20 December 2007

The Bowl

Something has been going on since I've started working here that I've never related to anyone. It is one of those things that is just too weird to talk about without sounding insane. I'm going to make the attempt this morning, but don't say I didn't warn you, 'cause I did.

On my third day with this company, I was in the cafeteria and saw a fold-out card table with a cheap glass bowl on it. The bowl had a post-it note in the bottom that read "Do Not Remove" in bright orange letters. Neither the bowl nor the table were particularly remarkable; they could very likely each be purchased from Target or Walmart for under ten bucks each. I thought it was mildly humorous at the time, but I'd just started a new job and had more pressing matters on my mind.

So now, almost four years later, I go to that cafeteria and order breakfast. The bowl is still there, the table is still there. Nothing in the bowl besides the post-it note, nothing on the card table besides the bowl, and as far as I know they've always been that way. It's not like they're putting loose change or napkins or anything in the bowl, either. They've been there every day for the last four years and no one has touched them. I finally got up the nerve today to ask the cash register lady what the bowl was there for. The one I asked didn't speak english well enough to answer me, but the one behind her piped up quickly enough. Her response was essentially that she didn't know, and no one she worked with knew either. It has always just been there.

Now I'm seriously freaked out. I walk over to the table to get a good look at this thing and I notice there is no dust on it. Not on the table, not on the bowl, not on the post-it note in the bowl.

What could it mean? Is it repelling dust?
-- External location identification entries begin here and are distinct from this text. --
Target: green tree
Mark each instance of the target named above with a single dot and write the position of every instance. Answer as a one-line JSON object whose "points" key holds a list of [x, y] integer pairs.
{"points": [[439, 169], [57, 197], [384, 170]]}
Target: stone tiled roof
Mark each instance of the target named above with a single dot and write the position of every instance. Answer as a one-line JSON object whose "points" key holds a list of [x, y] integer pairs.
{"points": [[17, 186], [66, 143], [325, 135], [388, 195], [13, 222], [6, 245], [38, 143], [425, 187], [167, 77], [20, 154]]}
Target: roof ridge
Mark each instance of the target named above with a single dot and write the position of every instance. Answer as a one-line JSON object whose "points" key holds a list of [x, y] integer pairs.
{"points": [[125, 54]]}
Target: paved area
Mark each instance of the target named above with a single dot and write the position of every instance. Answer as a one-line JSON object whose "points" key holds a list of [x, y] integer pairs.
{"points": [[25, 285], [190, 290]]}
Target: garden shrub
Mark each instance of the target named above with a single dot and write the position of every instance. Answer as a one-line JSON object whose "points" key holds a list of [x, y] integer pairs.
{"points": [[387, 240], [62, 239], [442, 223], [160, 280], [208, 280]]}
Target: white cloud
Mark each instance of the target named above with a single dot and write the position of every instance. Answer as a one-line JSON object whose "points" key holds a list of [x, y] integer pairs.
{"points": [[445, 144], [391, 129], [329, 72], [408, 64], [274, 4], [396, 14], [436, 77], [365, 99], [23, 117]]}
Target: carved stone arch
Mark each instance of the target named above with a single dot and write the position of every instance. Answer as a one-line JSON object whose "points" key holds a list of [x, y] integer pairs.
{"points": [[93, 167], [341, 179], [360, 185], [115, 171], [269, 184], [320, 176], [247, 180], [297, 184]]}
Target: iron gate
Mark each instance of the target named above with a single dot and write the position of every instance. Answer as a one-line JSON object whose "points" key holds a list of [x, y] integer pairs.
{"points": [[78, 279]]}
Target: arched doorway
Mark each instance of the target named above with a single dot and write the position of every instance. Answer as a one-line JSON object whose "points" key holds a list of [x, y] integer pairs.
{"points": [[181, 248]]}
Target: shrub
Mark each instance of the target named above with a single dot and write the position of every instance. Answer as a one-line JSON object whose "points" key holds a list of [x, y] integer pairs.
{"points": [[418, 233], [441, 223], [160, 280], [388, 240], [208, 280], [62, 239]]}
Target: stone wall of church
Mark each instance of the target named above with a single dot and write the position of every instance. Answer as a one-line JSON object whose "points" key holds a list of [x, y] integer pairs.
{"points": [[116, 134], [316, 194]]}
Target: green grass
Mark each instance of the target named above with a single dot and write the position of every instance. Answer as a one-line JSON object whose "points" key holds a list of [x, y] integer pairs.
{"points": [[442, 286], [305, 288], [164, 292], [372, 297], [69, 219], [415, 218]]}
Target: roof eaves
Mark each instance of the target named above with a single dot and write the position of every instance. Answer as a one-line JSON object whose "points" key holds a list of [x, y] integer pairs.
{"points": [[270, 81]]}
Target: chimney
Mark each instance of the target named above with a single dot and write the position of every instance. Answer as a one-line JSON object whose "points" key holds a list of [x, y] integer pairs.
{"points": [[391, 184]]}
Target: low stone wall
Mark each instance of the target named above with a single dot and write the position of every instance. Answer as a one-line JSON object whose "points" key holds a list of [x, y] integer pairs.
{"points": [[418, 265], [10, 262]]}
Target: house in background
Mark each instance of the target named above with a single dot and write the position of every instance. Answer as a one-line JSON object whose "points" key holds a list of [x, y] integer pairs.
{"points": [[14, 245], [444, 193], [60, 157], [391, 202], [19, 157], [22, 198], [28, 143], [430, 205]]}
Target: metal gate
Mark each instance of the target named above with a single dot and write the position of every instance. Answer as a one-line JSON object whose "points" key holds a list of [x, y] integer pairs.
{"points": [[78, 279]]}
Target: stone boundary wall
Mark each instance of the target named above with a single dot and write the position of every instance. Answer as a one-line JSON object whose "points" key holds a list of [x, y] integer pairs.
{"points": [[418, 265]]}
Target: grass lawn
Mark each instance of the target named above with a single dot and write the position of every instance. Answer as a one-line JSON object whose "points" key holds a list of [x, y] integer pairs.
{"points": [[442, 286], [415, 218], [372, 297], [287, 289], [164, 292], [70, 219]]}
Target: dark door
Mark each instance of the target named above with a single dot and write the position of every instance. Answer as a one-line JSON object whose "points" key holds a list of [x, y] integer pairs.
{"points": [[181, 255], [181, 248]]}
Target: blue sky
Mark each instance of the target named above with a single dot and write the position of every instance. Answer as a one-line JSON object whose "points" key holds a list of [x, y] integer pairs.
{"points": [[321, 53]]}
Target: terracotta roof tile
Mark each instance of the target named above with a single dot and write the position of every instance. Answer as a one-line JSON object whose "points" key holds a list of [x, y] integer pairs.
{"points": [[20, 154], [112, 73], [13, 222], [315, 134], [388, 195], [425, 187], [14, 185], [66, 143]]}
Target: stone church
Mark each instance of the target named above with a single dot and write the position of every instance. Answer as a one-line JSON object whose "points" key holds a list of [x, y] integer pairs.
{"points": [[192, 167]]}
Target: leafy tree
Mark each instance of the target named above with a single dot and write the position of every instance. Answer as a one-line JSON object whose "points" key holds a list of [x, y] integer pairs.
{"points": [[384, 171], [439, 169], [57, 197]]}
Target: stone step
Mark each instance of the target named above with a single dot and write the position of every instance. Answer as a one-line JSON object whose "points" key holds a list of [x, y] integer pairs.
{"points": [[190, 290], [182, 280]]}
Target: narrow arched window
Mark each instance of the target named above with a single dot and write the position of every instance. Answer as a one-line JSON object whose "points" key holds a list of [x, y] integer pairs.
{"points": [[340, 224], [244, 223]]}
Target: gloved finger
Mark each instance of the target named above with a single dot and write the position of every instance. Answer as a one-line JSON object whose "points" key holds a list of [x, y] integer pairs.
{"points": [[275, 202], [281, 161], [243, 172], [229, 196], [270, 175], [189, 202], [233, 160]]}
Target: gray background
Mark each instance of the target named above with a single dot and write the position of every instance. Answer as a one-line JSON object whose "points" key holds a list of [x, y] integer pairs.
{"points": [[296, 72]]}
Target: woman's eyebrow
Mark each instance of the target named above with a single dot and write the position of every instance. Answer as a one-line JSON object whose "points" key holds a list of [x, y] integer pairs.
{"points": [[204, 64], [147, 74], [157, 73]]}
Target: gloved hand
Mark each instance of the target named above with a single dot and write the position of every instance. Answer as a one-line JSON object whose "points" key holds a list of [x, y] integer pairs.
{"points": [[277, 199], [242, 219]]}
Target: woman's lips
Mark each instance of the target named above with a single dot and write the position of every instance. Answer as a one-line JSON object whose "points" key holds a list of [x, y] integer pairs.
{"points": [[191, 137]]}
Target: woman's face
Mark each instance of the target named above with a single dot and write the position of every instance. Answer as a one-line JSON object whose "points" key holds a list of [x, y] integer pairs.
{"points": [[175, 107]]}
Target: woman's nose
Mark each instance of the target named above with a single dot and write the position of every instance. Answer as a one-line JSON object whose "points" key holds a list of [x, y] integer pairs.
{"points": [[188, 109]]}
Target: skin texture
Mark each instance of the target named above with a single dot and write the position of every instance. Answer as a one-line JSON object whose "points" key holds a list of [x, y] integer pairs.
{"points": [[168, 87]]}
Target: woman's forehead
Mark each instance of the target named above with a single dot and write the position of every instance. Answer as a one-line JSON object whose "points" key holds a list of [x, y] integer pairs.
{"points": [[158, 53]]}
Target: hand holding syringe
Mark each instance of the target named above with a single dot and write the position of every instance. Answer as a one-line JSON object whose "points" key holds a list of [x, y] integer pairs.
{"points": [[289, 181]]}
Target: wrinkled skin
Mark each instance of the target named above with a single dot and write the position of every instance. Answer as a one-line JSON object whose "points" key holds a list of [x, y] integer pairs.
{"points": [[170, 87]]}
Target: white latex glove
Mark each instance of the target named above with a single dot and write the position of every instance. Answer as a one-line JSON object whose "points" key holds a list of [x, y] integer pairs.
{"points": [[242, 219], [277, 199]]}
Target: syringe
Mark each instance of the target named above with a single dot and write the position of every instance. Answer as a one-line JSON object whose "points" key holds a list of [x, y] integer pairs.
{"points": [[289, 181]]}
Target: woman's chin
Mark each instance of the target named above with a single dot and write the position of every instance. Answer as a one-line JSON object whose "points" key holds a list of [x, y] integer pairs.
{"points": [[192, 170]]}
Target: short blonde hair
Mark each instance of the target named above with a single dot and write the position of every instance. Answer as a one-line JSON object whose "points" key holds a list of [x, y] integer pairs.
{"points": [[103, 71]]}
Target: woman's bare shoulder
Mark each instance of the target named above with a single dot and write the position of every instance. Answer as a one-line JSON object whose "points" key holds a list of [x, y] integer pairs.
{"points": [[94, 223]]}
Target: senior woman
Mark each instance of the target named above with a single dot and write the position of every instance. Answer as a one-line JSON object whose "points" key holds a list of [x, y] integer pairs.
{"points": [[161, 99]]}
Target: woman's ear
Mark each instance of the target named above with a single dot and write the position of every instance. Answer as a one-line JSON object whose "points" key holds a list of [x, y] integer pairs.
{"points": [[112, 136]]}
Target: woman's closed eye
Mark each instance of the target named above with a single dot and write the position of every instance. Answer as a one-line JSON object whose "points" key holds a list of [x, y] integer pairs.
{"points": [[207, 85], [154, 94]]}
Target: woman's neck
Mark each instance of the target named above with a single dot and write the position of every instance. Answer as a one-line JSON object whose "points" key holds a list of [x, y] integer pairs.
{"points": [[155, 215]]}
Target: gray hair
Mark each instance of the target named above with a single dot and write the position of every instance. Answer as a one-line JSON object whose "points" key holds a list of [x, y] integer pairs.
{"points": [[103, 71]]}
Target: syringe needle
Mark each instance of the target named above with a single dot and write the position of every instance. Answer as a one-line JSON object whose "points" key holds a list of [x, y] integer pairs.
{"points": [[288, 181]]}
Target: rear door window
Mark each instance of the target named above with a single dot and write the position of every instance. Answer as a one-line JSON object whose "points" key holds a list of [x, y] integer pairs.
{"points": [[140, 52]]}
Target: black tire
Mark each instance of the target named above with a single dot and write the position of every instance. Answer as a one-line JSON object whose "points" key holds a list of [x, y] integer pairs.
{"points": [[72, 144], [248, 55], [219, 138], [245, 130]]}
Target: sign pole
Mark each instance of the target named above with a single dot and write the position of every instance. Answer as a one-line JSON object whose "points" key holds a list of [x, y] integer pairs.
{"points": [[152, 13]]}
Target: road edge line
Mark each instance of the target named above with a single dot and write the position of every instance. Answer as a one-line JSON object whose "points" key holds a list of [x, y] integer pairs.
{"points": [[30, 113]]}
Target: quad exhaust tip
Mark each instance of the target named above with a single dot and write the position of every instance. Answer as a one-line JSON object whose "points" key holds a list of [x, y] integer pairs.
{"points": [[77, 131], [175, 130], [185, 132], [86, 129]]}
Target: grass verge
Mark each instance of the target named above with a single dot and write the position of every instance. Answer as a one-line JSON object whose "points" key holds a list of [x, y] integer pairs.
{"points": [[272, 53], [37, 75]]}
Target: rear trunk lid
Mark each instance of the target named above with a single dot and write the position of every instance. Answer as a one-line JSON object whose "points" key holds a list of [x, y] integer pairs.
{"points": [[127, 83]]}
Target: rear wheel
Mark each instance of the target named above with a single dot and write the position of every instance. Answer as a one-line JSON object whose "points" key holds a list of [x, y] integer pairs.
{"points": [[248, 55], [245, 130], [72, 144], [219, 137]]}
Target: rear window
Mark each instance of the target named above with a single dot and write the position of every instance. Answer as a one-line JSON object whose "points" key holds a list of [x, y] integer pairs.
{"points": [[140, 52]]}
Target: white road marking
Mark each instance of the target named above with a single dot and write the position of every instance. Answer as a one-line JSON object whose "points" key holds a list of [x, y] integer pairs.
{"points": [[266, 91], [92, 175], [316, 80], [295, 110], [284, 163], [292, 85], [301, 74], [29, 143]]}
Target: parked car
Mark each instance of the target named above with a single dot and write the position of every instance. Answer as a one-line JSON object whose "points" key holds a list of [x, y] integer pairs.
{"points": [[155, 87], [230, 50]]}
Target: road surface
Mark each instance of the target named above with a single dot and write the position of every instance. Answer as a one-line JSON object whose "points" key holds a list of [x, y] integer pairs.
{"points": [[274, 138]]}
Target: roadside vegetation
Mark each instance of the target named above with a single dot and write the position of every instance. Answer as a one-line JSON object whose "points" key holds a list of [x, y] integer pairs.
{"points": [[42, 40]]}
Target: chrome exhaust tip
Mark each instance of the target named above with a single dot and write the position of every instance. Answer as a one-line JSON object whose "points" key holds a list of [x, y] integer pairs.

Probably not; the simple answer is that someone comes along and cleans the thing every night. But why? What's it doing there? More importantly, why can't it be removed? What's so damn important about this bowl? Is it marking one of the laylines of the universe? Would our world--indeed, perhaps even all worlds--be endangered by someone removing that glass bowl from that cheap fold-out card table?

I actually found myself frightened to touch it. My imagination was running away with me by this point, and it was causing me very real terror. I thought, "What if something happens? What if, say, someone knocks into the table and the bowl falls off? What will become of us?"

My rational mind clicked back into place a moment later, I chided myself for being silly, and walked to my office, leaving the bowl right where it was. I'm not afraid to move it; I know that if I do, what I will find is a ring of dust and perhaps an impression left in the soft surface of the card table. I just would rather not. That bowl's got a long history of sitting right where it's at, fueled by nothing more than the willingness of others to obey written instructions.

I'll be damned if I'll be the one to spoil it.